Head of Near Time Operations

A recent UNESCO study into female participation in STEM occupations outlined how too many girls are held back by discrimination, biases, social norms and expectations that influence the subjects they study – a concern Yvonne and EirGrid share. “It’s important to show young girls the potential within the industry and the range of opportunity,” she says. “There are fewer obvious female role models in this industry so, for young girls, it’s important to build awareness of what a STEM role actually involves from an early age.”  Yvonne has worked across a variety of roles during her time at EirGrid, ranging from technical analysis of the electricity grid, through leading teams to come up with ways to connect new wind farms and generators to the grid and to ensure a secure supply of electricity for customers. “I told myself I would move on if the work got boring, but it didn’t. It is so varied and seeing the tangible results of your efforts in providing electricity for homes and businesses in Ireland is very rewarding,” says Yvonne.

Improvement in diversity

Yvonne believes gender balance is changing in the industry, and the days of being the only woman in a meeting are now in the past. “Diversity is so important for bringing new perspectives, improving performance and reducing groupthink. It’s a huge consideration for my team. It comes in many forms: gender, background, personality type, different thought processes... it’s what we strive for,” says Yvonne.
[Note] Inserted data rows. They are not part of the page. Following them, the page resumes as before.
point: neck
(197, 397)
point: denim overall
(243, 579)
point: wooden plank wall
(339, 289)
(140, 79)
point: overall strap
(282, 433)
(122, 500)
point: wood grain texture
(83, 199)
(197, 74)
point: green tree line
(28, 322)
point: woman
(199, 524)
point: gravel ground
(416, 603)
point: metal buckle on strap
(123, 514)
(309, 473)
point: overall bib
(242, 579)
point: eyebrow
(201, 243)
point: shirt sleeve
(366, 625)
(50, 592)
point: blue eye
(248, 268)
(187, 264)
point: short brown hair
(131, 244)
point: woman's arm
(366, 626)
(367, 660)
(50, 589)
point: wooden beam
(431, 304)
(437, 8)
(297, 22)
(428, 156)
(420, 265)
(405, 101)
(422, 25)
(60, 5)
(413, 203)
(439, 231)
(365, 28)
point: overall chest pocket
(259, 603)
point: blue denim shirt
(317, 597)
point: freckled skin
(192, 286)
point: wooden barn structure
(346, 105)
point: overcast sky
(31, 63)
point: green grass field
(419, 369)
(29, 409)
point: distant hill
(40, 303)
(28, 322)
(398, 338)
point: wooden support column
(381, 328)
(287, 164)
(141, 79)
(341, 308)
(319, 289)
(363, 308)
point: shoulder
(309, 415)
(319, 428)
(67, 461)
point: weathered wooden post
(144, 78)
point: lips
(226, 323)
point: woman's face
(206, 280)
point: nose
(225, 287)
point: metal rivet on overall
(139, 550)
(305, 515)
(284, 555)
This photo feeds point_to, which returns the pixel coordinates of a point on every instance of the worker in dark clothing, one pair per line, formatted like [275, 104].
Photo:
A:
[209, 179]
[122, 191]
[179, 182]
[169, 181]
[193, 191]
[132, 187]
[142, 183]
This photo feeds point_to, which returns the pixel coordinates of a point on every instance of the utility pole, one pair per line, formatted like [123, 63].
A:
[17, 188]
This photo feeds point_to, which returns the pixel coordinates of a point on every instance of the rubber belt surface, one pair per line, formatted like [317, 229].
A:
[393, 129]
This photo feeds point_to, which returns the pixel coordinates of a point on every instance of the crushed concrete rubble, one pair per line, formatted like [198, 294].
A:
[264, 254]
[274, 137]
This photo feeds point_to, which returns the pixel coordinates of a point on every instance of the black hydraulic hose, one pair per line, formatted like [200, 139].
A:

Support for women returners in industry

Yvonne is positive about the support women can and should receive when returning to work. For example, EirGrid has recently launched a new programme to help women back from maternity leave. The role of the organisation in helping in this transitionary phase is extremely important; supporting women through the transition paves the way for a smooth re-integration, according to Yvonne.

Planning Engineer

Róisín joined EirGrid in 2015 and is relatively new to the industry. Despite this, she has already achieved valuable career experiences, such as being put forward for a number of professional development courses, and spending a six-month rotation at National Grid UK. “You are constantly working with change and have to be able to adapt. You have the opportunity to get out of your comfort zone yet feel supported. It’s an exciting place to be,” she says.

Advice for graduates 

Her advice for future graduates looking for similar early career success and satisfaction, is to fully consider your strengths, passions and core values. “I started looking for the end goal of contributing to a more sustainable, renewable future for Ireland. I looked at companies that can help that problem and I found one in EirGrid. Look at your strengths and follow your passions,” says Róisín. Róisín is a keen advocate for STEM studies and implores others to see the increasing value of the  sector. “Right now, if you choose an engineering career, you can shape the future. We’re in a space where technology is increasingly integrated in our daily lives. The contributions that we – as engineers – make in this sphere, will define where we are heading as a world,” she says. “The opportunities are significant.”